A direção do Inep gerou uma crise desnecessária no episódio, justamente por não ter sido transparente na comunicação sobre os problemas na amostra do Saeb para a alfabetização. Sendo a margem de erro do levantamento nacional de apenas três pontos, esse dado já poderia ter sido divulgado, com as devidas explicações sobre a inconsistência nos resultados por estado, e já com as respostas sobre o que o instituto está fazendo para evitar que erros assim voltem a ocorrer. O fato é que, por uma metodologia ou por outra, os números contam uma história parecida, e nada alvissareira: cerca de metade das crianças em 2023 não estava plenamente alfabetizada.

Apesar de suas limitações e imperfeições, instrumentos de avaliação são úteis em duas frentes principais: a prestação de contas a respeito do esforço coletivo para assegurar a qualidade do ensino, e a devolutiva às escolas, para que educadores possam aprimorar suas estratégias pedagógicas para garantir a aprendizagem de todos. Conciliar essas duas dimensões não é simples, e talvez precisemos de instrumentos distintos para cada uma delas.
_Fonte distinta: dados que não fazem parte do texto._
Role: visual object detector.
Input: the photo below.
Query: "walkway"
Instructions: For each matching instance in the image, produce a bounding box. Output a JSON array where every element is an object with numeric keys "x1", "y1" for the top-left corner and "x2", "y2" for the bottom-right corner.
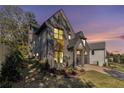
[{"x1": 83, "y1": 64, "x2": 110, "y2": 75}]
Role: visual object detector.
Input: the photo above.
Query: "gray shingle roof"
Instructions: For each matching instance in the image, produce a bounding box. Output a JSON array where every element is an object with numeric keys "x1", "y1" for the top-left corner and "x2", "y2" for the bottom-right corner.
[
  {"x1": 89, "y1": 42, "x2": 105, "y2": 50},
  {"x1": 68, "y1": 31, "x2": 87, "y2": 49},
  {"x1": 75, "y1": 31, "x2": 86, "y2": 39},
  {"x1": 68, "y1": 37, "x2": 79, "y2": 48}
]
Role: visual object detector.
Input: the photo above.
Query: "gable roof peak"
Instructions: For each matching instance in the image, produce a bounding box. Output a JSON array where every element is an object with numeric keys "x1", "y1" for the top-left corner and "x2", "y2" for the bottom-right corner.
[{"x1": 76, "y1": 31, "x2": 87, "y2": 39}]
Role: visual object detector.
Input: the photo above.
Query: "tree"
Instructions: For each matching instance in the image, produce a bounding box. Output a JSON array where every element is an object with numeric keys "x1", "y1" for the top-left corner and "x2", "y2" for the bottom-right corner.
[
  {"x1": 0, "y1": 6, "x2": 38, "y2": 46},
  {"x1": 0, "y1": 6, "x2": 38, "y2": 57}
]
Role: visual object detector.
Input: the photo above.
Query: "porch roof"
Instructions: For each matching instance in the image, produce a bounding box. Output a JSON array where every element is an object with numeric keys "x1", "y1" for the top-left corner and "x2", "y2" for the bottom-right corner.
[{"x1": 68, "y1": 31, "x2": 87, "y2": 49}]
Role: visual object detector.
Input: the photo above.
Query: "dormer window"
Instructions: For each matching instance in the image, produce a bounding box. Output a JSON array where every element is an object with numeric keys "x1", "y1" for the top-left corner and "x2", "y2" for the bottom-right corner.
[{"x1": 68, "y1": 35, "x2": 71, "y2": 40}]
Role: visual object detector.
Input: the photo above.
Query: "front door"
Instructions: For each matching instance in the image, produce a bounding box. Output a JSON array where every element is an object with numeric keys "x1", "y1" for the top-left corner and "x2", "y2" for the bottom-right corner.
[{"x1": 76, "y1": 50, "x2": 81, "y2": 65}]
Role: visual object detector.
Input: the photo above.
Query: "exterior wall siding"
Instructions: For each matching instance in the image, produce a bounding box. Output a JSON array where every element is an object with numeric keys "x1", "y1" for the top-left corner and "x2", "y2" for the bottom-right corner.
[
  {"x1": 32, "y1": 10, "x2": 90, "y2": 69},
  {"x1": 34, "y1": 29, "x2": 47, "y2": 63},
  {"x1": 89, "y1": 50, "x2": 105, "y2": 66}
]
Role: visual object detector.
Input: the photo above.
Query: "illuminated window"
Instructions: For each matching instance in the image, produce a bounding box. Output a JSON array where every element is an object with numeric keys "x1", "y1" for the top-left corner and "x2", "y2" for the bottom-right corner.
[
  {"x1": 54, "y1": 28, "x2": 63, "y2": 39},
  {"x1": 54, "y1": 51, "x2": 59, "y2": 63},
  {"x1": 59, "y1": 52, "x2": 63, "y2": 63},
  {"x1": 68, "y1": 35, "x2": 71, "y2": 40},
  {"x1": 82, "y1": 39, "x2": 85, "y2": 46},
  {"x1": 36, "y1": 53, "x2": 39, "y2": 57},
  {"x1": 53, "y1": 28, "x2": 64, "y2": 63},
  {"x1": 77, "y1": 50, "x2": 81, "y2": 55}
]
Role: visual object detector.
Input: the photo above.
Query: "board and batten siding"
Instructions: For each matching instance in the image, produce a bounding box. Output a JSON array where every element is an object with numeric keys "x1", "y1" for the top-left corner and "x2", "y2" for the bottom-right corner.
[{"x1": 89, "y1": 49, "x2": 105, "y2": 66}]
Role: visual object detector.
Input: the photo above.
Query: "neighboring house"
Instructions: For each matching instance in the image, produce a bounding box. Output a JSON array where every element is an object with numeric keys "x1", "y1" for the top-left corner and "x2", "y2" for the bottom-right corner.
[
  {"x1": 30, "y1": 10, "x2": 90, "y2": 69},
  {"x1": 89, "y1": 42, "x2": 107, "y2": 66}
]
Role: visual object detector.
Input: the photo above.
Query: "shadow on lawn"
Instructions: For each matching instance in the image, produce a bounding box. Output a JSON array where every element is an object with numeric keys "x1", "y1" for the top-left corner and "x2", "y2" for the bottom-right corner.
[{"x1": 104, "y1": 69, "x2": 124, "y2": 80}]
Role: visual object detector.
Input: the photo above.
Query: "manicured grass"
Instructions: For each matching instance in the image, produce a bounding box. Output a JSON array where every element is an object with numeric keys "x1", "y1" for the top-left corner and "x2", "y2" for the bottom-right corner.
[
  {"x1": 79, "y1": 70, "x2": 124, "y2": 88},
  {"x1": 111, "y1": 63, "x2": 124, "y2": 73}
]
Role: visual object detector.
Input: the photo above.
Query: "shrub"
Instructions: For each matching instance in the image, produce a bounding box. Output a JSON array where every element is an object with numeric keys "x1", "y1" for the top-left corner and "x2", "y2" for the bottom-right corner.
[
  {"x1": 1, "y1": 49, "x2": 23, "y2": 82},
  {"x1": 97, "y1": 61, "x2": 99, "y2": 66}
]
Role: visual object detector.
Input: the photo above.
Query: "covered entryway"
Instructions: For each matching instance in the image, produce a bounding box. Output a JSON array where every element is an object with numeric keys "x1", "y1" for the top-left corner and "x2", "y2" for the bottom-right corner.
[
  {"x1": 84, "y1": 51, "x2": 90, "y2": 64},
  {"x1": 74, "y1": 41, "x2": 85, "y2": 67},
  {"x1": 76, "y1": 49, "x2": 83, "y2": 65}
]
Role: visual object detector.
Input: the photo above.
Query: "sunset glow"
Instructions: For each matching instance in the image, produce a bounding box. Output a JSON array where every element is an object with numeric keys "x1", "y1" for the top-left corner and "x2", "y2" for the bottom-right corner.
[{"x1": 2, "y1": 5, "x2": 124, "y2": 54}]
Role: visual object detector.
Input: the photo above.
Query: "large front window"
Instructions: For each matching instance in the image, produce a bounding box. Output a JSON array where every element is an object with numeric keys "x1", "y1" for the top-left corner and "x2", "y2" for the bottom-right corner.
[{"x1": 54, "y1": 28, "x2": 64, "y2": 63}]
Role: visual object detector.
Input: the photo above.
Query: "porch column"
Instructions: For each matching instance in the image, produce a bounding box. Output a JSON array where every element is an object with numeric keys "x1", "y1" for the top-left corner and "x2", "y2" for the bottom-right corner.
[
  {"x1": 81, "y1": 50, "x2": 84, "y2": 66},
  {"x1": 87, "y1": 51, "x2": 90, "y2": 64},
  {"x1": 73, "y1": 49, "x2": 77, "y2": 68}
]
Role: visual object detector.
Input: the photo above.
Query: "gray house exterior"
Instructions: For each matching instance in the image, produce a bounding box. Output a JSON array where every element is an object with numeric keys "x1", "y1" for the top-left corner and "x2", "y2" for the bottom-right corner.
[
  {"x1": 89, "y1": 42, "x2": 107, "y2": 66},
  {"x1": 30, "y1": 10, "x2": 90, "y2": 69}
]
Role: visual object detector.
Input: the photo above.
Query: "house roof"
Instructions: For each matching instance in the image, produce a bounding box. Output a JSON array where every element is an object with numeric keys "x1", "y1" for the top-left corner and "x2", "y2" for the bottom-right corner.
[
  {"x1": 68, "y1": 31, "x2": 87, "y2": 49},
  {"x1": 35, "y1": 9, "x2": 75, "y2": 35},
  {"x1": 89, "y1": 42, "x2": 105, "y2": 50},
  {"x1": 68, "y1": 37, "x2": 79, "y2": 48},
  {"x1": 75, "y1": 31, "x2": 87, "y2": 39}
]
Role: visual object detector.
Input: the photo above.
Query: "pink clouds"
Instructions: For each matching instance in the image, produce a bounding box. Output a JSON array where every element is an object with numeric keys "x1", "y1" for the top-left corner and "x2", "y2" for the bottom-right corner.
[
  {"x1": 84, "y1": 24, "x2": 124, "y2": 54},
  {"x1": 116, "y1": 35, "x2": 124, "y2": 40},
  {"x1": 87, "y1": 26, "x2": 124, "y2": 42}
]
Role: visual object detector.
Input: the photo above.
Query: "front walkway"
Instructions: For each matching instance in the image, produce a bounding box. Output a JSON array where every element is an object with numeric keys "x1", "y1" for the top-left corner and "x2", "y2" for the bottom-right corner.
[{"x1": 83, "y1": 64, "x2": 110, "y2": 75}]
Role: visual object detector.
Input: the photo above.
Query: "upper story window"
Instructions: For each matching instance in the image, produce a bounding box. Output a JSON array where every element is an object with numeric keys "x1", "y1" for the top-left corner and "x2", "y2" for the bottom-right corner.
[
  {"x1": 91, "y1": 50, "x2": 95, "y2": 55},
  {"x1": 68, "y1": 35, "x2": 71, "y2": 40},
  {"x1": 54, "y1": 28, "x2": 63, "y2": 40},
  {"x1": 82, "y1": 39, "x2": 85, "y2": 46}
]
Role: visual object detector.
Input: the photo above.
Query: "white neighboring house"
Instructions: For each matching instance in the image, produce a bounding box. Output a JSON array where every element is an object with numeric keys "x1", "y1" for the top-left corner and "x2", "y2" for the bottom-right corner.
[{"x1": 89, "y1": 42, "x2": 107, "y2": 66}]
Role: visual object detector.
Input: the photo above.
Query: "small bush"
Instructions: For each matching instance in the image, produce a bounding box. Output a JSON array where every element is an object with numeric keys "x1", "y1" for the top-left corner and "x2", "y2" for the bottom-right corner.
[
  {"x1": 71, "y1": 70, "x2": 77, "y2": 75},
  {"x1": 1, "y1": 49, "x2": 23, "y2": 82},
  {"x1": 103, "y1": 63, "x2": 106, "y2": 67},
  {"x1": 97, "y1": 61, "x2": 99, "y2": 66},
  {"x1": 0, "y1": 81, "x2": 12, "y2": 88}
]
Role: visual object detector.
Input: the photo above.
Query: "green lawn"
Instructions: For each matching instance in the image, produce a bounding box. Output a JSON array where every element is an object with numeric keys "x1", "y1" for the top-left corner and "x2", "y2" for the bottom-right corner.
[
  {"x1": 79, "y1": 70, "x2": 124, "y2": 88},
  {"x1": 111, "y1": 63, "x2": 124, "y2": 73}
]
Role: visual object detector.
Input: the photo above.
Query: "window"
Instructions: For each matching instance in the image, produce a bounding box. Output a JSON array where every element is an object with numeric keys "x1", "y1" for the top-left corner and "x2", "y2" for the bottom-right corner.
[
  {"x1": 82, "y1": 39, "x2": 85, "y2": 46},
  {"x1": 36, "y1": 53, "x2": 39, "y2": 57},
  {"x1": 91, "y1": 50, "x2": 94, "y2": 55},
  {"x1": 53, "y1": 28, "x2": 64, "y2": 63},
  {"x1": 77, "y1": 50, "x2": 81, "y2": 55},
  {"x1": 54, "y1": 28, "x2": 63, "y2": 40},
  {"x1": 68, "y1": 35, "x2": 71, "y2": 40}
]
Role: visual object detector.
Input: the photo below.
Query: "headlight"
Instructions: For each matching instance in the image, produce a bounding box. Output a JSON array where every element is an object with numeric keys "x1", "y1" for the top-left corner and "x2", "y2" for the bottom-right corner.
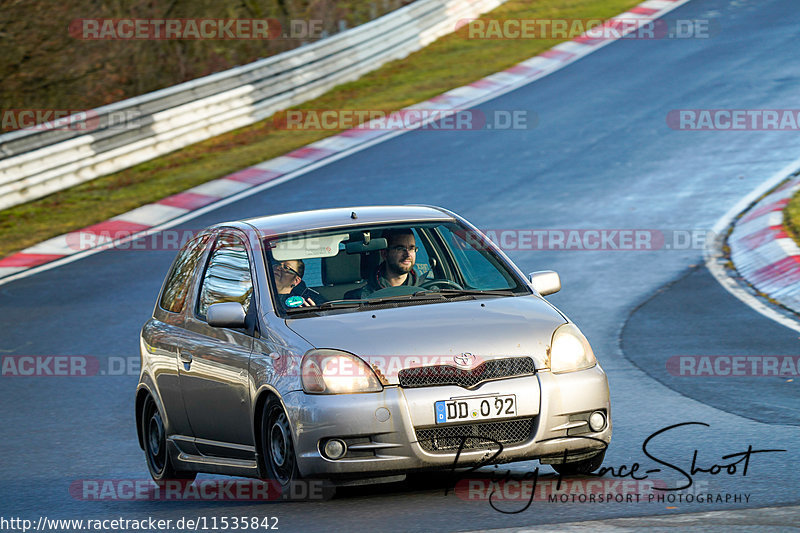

A cultura de avaliação externa da aprendizagem foi um legado do governo Fernando Henrique, ampliada nas administrações do PT e mantida até hoje. Mas os instrumentos atuais estão obsoletos e, especificamente no caso da alfabetização, sequer conseguimos consolidar um padrão até aqui. O Inep, acertadamente, tem feito esforços nesse sentido. Mas, além de qualidade técnica, a transparência será fundamental para convencer a sociedade de que temos um termômetro confiável para avaliar essa etapa tão essencial da aprendizagem.